A National Science Foundation initiative to help retain more women in science careers received the backing of the White House on Monday.
The Career-Life Balance Initiative is a ten-year plan designed to give scientists more flexibility with having a family and still maintaining their careers.
One part of the plan will allow scientists to delay research grant awards for up to a year when they go on parental leave for a newborn or adopted child.
First Lady Michelle Obama praised the initiative, saying "If we’re going to out-innovate and out-educate the rest of the world, then we have to open doors to everyone. We need all hands on deck. And that means clearing hurdles for women and girls as they navigate careers in science, technology, engineering and math.”
The announcement is good news for local scientists like Nadine Gergel-Hackett, an assistant professor of physics at Mary Baldwin College in Staunton, who just had a baby three months ago.

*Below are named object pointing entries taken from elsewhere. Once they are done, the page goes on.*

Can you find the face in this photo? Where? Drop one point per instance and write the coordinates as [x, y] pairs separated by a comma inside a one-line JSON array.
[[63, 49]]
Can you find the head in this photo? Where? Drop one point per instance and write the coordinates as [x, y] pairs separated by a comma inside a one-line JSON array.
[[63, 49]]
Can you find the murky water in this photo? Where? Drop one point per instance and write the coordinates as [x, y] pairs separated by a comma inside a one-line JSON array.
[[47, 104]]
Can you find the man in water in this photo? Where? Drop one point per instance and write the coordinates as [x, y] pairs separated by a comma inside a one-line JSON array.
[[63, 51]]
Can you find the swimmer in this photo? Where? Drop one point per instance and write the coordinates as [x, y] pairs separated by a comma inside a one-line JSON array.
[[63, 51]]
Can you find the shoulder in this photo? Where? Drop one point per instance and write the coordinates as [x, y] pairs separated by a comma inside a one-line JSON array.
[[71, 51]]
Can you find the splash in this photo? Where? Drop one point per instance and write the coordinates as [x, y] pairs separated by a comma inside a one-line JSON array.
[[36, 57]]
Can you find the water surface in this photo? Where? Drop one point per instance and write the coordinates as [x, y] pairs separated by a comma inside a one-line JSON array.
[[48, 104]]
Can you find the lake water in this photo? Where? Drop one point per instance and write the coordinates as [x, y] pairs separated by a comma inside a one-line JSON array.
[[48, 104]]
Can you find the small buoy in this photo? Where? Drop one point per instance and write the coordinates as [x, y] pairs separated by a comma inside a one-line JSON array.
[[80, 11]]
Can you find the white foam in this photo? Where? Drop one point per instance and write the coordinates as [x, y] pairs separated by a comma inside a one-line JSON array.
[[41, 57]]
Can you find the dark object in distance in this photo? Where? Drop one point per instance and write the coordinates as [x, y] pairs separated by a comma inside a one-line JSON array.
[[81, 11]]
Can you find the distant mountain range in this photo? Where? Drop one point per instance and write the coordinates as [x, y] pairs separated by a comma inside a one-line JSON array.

"I think it can help to encourage women to be in fields that can be very time demanding," Gergel-Hackett explained.
It's also good news for students at Mary Baldwin like Kenay Jones, a biology major.
"I think it's great. I think women should be motivated to be in the sciences and if they had that support they'd be more likely to do it," Jones said.
Gergel-Hackett says the initiative may also end up being a domino effect towards getting more women into science careers if it is successful.
"If it does encourage more women to stay in the field then there will be more role models for the young women and then perhaps there will less of the subconscious associations of men with scientists because people will see more women as scientists," Gergel-Hackett explained.